When William Blake wrote about the dark satanic mills, he wasn't thinking of the paper mills (see here) that are now a growing feature of academic life. However, the description seems rather apt. Like other aspects of academic publishing, when money is involved there are forever increasing ways in which integrity in academic publishing is compromised.
Paper Mills
The concept of a paper mill is rather different from ghost authors or even salami-slicing (Part IV). Paper mills involve third parties, often not included on the author line acting as intermediaries. A paper mill may either be producing material for publication from scratch: i.e. companies that specialise in producing content that will pass peer review for those who want to buy authorship. Or they may be third party organisations that sell a position in the author line of a legitimate paper. Given that the world of paper mills is particularly shady, there is likely no hard distinction between these types of paper mill but a large grey blur between completely fake at one end and legitimate novel research (including non-legitimate authors) at the other.
Fabrication of research
Writing fake research, or that which contains fake results and data, is covered in another part of this book (see Part IV). Those that produce the manuscripts generally rewrite text and pull protocols from manuscripts that are already published. Results are often images that have already been published and/or are manipulated to suit the content (Else & Van Noorden, 2021). Hence, paper mills are a systematic and deliberate manipulation of the publication process (see Teixeira da Silva, 2021).
Read More:
Abalkina A. 2022. Publication and collaboration anomalies in academic papers originating from a paper mill: Evidence from a Russia-based paper mill. DOI: 10.48550/arXiv.2112.13322.
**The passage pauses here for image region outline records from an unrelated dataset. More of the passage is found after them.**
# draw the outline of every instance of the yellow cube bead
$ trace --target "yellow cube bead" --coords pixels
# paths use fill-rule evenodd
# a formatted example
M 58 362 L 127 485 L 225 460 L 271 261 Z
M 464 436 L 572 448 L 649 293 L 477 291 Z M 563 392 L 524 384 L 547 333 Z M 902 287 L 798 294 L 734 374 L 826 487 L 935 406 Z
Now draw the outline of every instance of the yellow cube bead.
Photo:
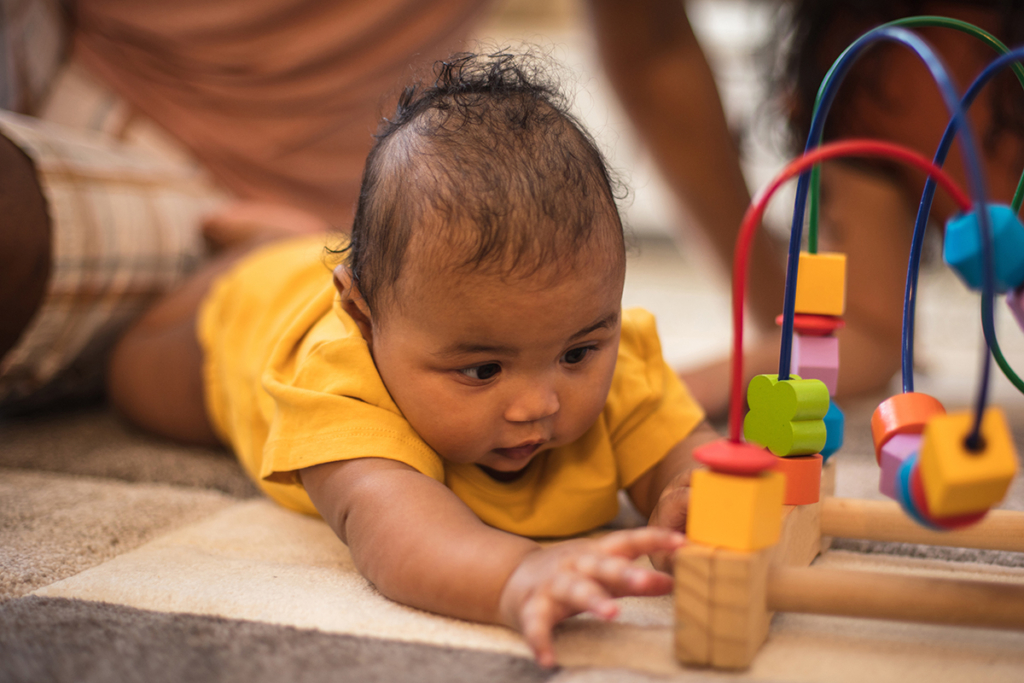
M 846 254 L 800 253 L 798 313 L 842 315 L 846 310 Z
M 778 542 L 785 476 L 696 470 L 690 478 L 686 536 L 694 543 L 731 550 L 760 550 Z
M 928 509 L 937 517 L 987 510 L 999 501 L 1017 474 L 1017 453 L 1002 411 L 989 408 L 981 421 L 984 450 L 973 453 L 964 439 L 974 412 L 932 418 L 921 445 L 921 479 Z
Else H. 2023. Multimillion-dollar trade in paper authorships alarms publishers. Nature 613:617–618. DOI: 10.1038/d41586-023-00062-9.
Else H, Van Noorden R. 2021. The fight against fake-paper factories that churn out sham science. Nature 591:516–519. DOI: 10.1038/d41586-021-00733-5.
Hvistendahl M. 2013. China’s Publication Bazaar. Science 342:1035–1039. DOI: 10.1126/science.342.6162.1035.
Teixeira da Silva JA. 2021. Abuse of ORCID’s weaknesses by authors who use paper mills. Scientometrics. DOI: 10.1007/s11192-021-03996-x.